Suppose we need to find securities to buy not more expensive than $150, with a yield of 15% and a price-to-earnings ratio of 11. This is equivalent to the following SQL query:


select * FROM some_table where ((PRICE<=150) AND (RATIO=11) AND (AYIELD=15))

The result of such query will be empty.

Then let's formulate the same query in a fuzzy form using the "ABOUT" relation:


select * FROM some_table
where ((PRICE = "ABOUT 150") AND (RATIO= "ОкоABOUTло 11") AND (AYIELD="ABOUT 15"))

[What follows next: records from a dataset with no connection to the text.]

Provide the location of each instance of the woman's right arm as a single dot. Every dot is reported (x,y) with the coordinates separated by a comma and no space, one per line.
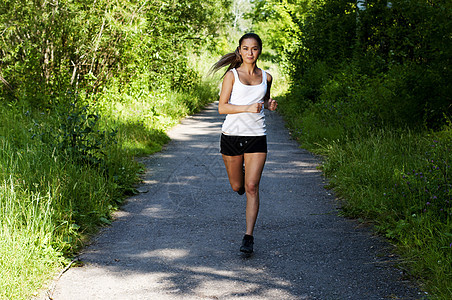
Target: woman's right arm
(224,107)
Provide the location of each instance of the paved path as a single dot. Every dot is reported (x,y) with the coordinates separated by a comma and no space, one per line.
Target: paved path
(180,238)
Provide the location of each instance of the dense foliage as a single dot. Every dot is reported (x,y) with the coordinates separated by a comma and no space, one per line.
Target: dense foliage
(51,47)
(85,86)
(371,90)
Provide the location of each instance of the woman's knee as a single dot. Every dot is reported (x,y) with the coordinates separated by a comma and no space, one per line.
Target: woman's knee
(252,188)
(236,186)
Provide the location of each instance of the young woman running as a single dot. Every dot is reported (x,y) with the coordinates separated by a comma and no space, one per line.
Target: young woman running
(244,94)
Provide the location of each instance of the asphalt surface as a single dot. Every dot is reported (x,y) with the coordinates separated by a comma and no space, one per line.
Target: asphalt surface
(180,237)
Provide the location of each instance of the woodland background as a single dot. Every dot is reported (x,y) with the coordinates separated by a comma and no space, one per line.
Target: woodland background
(89,85)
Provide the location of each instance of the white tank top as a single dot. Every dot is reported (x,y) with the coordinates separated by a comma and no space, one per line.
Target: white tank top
(246,124)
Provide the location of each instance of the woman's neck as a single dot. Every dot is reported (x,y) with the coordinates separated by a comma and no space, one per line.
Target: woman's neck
(249,68)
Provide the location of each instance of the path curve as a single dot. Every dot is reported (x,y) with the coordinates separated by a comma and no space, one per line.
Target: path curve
(180,237)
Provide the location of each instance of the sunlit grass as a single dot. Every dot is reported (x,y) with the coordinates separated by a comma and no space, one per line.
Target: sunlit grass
(398,179)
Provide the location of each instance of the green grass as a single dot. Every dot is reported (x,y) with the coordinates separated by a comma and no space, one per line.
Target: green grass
(397,179)
(63,171)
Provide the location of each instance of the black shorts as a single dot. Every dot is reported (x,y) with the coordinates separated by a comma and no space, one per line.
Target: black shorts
(233,145)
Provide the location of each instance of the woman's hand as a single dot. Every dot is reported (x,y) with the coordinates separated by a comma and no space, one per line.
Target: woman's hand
(272,104)
(255,107)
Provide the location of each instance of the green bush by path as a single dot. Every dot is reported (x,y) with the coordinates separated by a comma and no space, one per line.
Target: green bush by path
(400,180)
(63,171)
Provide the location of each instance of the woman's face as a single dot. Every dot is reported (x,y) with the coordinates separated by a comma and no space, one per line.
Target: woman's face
(249,50)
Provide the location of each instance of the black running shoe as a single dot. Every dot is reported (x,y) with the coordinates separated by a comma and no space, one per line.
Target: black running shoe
(247,244)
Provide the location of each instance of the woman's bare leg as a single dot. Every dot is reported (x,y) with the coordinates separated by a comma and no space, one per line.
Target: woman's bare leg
(234,168)
(254,165)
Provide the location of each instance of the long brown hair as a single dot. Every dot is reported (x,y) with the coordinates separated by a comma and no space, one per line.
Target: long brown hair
(233,59)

Let's build a fuzzy set for the "OKOLO" relation in the relative interval [-5; 5]. It will be a trapezoid with coordinates [-2, -1, 1, 2].

Fuzzy logic in database

Let's calculate the value of the fuzzy query "Price about 250" for the price of 380. Preliminarily specify the definitions of each linguistic variable: PRICE - [0; 1000], RATIO - [0; 20], AYIELD - [0; 20]. Scale the value of 130 (obtained as the difference between 380 and 250) by the interval [-5; 5], we obtain the value of x=1.3 and MF(1,3)=0.7.

By applying a fuzzy ABOUT relation to each PRICE, RATIO and AYIELD field and calculating the aggregate value of the membership function using the fuzzy AND operation, we get the following query result.

ID PRICE RATIO AYIELD MF
1 260 11 15,0 1
4 110 9 14,0 0,9

The disadvantage of fuzzy queries is the relative subjectivity of the membership functions.

Applications of fuzzy logic in databases

Fuzzy queries are promising to use in areas where information is selected from databases using qualitative criteria and fuzzy conditions, such as Direct Marketing.

In direct marketing, the stage of identifying the target audience for which various direct marketing tools will be used is very important. For example, direct mail is used in the promotion of goods and services to organisations and individuals. However, in order to maximize the effect of direct mail, a careful choice of recipients is necessary. If the choice of addressees is liberal, direct marketing costs will increase unnecessarily, if it is too strict, a number of potential customers will be lost.

For example, a company is running a promotion among its customers about new services via direct mail. The marketing service has found that the new service will be of most interest to middle-aged men, fathers of families with above-average annual incomes. To get a list of recipients to the customer database is likely to make the following request: select all males aged 40 to 55 years, with at least 1 child, an annual income of 20 to 30 thousand dollars. Such precise query criteria may exclude a lot of potential clients: a 39 year old man, father of three, with an income of 31 thousand dollars will not be included in the query results, although he is a potential consumer of a new service.

Similarly, fuzzy queries can be used when selecting travel services, selecting real estate properties.

The fuzzy query tool allows you to reconcile formal criteria and informal requirements for the range of potential customers and set the intervals for selecting potential customers as fuzzy sets. In this case clients not satisfying any criterion can be selected from the database, if they have a good performance on other criteria.

References

  • Dubois D., Prad G. Opportunity Theory. Applications to Knowledge Representation in Computer Science
  • Ribeiro R.A., Moreira A.M. Fuzzy Query Interface for a Business Database // International Journal of Human-Computers Studies, Vol. 58 (2003), PP. 363-391.
  • Dubois D., Prade H. Using Fuzzy Sets in Database Systems: Why and How? // Proc. of 1996 Workshop on Flexible Query-Answering systems (FQAS'96), Denmark, May 22-24, 1996, PP. 89-103.